Dia de los Muertos gives the dead a place at the party.

That’s resonant for me, too. I don’t want to forget the gifts their lives gave me, the lessons I may yet learn from their walks of life, as I continue along my own.

It matters to learn.

It mattered to my grandfather, in early 20th century Poland. His family kept a tutor in the basement in the winters so he could learn to read and write, during a dark time in Polish history. He brought that understanding that even a peasant ought to read and write with him to Canada. My mom remembered using newspapers to help him learn English in his adult years.

His own wife, my wise and beautiful grandmother, was illiterate. Never having learned to read in Polish, she never learned to read English either. She was wise in so many ways, but also, she suffered, from the isolation of not being able to share her story or to partake of the stories that flew all around her on the printed page, and in the language she could only ever use in urgent moments.

Learning mattered to my father, cut off from Anishinabemowin by the cursed Church schools. He walked into the bush aged 12, and went to work with his uncles. Among the things they taught him, after they chased off the truant officers (a tale i heard from my brother, not many years ago), was to never stop learning, anything he could, in any way he could.

I remember him teaching himself new songs on fiddle and guitar. Sometimes, he’d engage me in the task of moving the needle back a phrase or two, repeatedly, so he could hear, repeat, hear, repeat, learning by ear. He never, that I know of, read a page of music in his life, but he had a powerful ear, and a knack for rhythm. I’m told that I do, too, and I’m proud of that. I’m also proud, I can say now, that in my own life, I’ve taken on the challenge of learning to read music, in the hope of writing music. I’ve composed a few songs; but I’m as yet unable to write them down so that others can play for and with me the complex imagined settings in my head.

So, this fall, I figured I’d better step that up a notch. I joined a choir, to study under jazz masters. It’s early days, but I’ve already learned a lot. And I know, I might not learn swiftly, at my age, how to read music, but I can and will get there if I keep at it.

Persistence matters, too, when it comes to learning. Some people have tried to shame me, for not knowing. They’ve implied that, as a university graduate who’s made my way for several years now, I ought to know this or that by now. I’ve been blessed to work with so many people, in so many contexts, who resist that shame, who dare to ask, and who seize the responsibility to risk ridicule and rejection, and say, I don’t know. If you do, please teach me. 
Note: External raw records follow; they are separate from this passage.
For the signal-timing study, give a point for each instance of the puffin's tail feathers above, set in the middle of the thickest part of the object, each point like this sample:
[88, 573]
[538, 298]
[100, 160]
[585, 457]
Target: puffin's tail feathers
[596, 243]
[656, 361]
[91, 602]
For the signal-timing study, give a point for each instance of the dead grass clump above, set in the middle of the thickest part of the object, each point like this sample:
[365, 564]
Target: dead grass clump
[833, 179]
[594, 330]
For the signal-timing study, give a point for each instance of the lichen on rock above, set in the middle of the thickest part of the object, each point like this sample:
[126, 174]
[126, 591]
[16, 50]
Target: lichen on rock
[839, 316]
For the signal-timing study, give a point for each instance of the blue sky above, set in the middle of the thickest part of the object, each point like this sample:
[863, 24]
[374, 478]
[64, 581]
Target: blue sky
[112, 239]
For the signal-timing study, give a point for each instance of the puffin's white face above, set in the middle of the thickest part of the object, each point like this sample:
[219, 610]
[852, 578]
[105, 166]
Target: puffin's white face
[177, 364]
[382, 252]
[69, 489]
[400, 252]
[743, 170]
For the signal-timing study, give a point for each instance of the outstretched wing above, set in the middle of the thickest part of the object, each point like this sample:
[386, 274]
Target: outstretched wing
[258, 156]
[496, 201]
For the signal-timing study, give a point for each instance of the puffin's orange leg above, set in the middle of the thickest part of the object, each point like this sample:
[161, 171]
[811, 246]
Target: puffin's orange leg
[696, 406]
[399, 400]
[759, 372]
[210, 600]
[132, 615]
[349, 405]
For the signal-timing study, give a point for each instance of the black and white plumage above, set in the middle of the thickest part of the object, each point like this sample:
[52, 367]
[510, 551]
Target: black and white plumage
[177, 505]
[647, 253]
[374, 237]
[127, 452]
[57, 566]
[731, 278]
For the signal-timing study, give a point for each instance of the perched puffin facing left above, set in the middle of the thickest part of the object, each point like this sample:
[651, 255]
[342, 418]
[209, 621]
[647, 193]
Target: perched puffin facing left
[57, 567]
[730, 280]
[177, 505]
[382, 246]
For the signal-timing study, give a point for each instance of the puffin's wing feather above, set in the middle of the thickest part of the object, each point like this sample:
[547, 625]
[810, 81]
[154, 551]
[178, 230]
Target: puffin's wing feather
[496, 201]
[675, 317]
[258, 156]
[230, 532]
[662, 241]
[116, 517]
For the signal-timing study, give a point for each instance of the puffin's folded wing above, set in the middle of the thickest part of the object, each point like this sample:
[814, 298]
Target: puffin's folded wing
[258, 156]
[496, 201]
I’ve been an adult beginner, and learned to laugh at that, to recognise it as a blessed state.

One of the greatest gifts of my advancing maturity is my own increasing confidence in saying, with those people and my beloved departed, for all the things they tried to do, for all the risks they took, for all they never gave up trying to learn:

“Well, I don’t know. Don’t shame me for that. Teach me.”

Now, as an adult, I pledge to the world to share what I know, with respect and kindness, with those who ask. And I pledge to share what I don’t know, too, because how else am I ever going to learn?